When I read this passage, I almost shouted aloud, “Preach it, brother!“ As much as I love popular culture, I find myself more and more dissatisfied after partaking of it. Following a movie or a television show, I often feel the way I do after eating at a fast-food restaurant: full, but not satisfied. More and more, what we’re offered by mass entertainment (and I’d include many contemporary novels, plays, films, and even much poetry in this category) is cheap thrills, predictable payoffs, and third-hand ideas.

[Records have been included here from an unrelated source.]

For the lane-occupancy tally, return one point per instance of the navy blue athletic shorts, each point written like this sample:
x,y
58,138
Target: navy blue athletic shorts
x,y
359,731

One of my favorite pieces in the history of literary criticism is a 1911 essay by the British critic T.E. Hulme, “Romanticism and Classicism”. (For the full text, go to http://www.poetryfoundation.org/learning/essay/238694) I don’t entirely share Hulme’s taste, but he expresses, as no critic before or since has done so well, the difficulty of saying something beyond what we call “conventional wisdom”. He’s especially good on how difficult this is in writing. Here’s a sample:

The great aim is accurate, precise and definite description. The first thing is to recognise how extraordinarily difficult this is. It is no mere matter of carefulness; you have to use language, and language is by its very nature a communal thing; that is, it expresses never the exact thing but a compromise—that which is common to you, me and everybody. . . . Language has its own special nature, its own conventions and communal ideas. It is only by a concentrated effort of the mind that you can hold it fixed to your own purpose. . .

There are then two things to distinguish, first the particular faculty of mind to see things as they really are, and apart from the conventional ways in which you have been trained to see them. This is itself rare enough in all consciousness. Second, the concentrated state of mind, the grip over oneself which is necessary in the actual expression of what one sees.

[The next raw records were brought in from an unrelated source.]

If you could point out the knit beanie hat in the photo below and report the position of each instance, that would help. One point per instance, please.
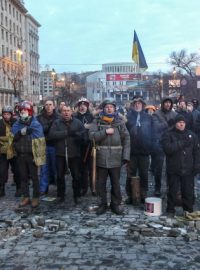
(178, 118)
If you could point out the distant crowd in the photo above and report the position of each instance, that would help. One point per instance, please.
(93, 143)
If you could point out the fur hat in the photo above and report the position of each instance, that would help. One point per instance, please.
(179, 117)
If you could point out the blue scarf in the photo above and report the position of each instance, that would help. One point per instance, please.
(109, 115)
(37, 130)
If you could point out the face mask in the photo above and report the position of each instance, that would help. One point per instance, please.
(24, 116)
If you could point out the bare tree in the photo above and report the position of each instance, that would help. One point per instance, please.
(14, 73)
(185, 62)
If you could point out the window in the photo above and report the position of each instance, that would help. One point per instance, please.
(2, 34)
(1, 18)
(6, 6)
(3, 50)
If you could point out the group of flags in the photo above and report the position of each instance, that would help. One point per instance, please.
(137, 54)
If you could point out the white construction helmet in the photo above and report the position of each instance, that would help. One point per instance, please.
(83, 101)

What differentiates high art and popular culture has little to do with aesthetic style. There is schlock classical music and sophisticated rap music. What differentiates high from low art is the willingness of its maker to say something precise, fresh, and true. And both Hulme and Leonard would agree that when we are awash in a cultural sea of conventional wisdom the rare experience of the precise, fresh, and true is as welcome as a lifeboat.

Why does this matter to Christian people? It matters because, especially in Lent, we are embarked on a journey of discovery of what God is doing in our interior lives. For many of us, art is a clarifying mirror in which we see the depth of ourselves reflected back to us. Chances are, I’ll get a truer picture from Hamlet than from CSI Miami.

We are complicated creatures. After all, we’re made in God’s image. As St. Augustine said, because God is mysterious, there will always be a part of us that is mysterious, too. We get access to that hidden, divine part of ourselves through works of art that strive to break free from the bonds of cliché and convention and say something to us precise, fresh, and true. As Lent moves forward, take some time to attend to something worthy of your inner complications. In doing so, you’ll see more deeply into yourself and into the One in whose image you’re made.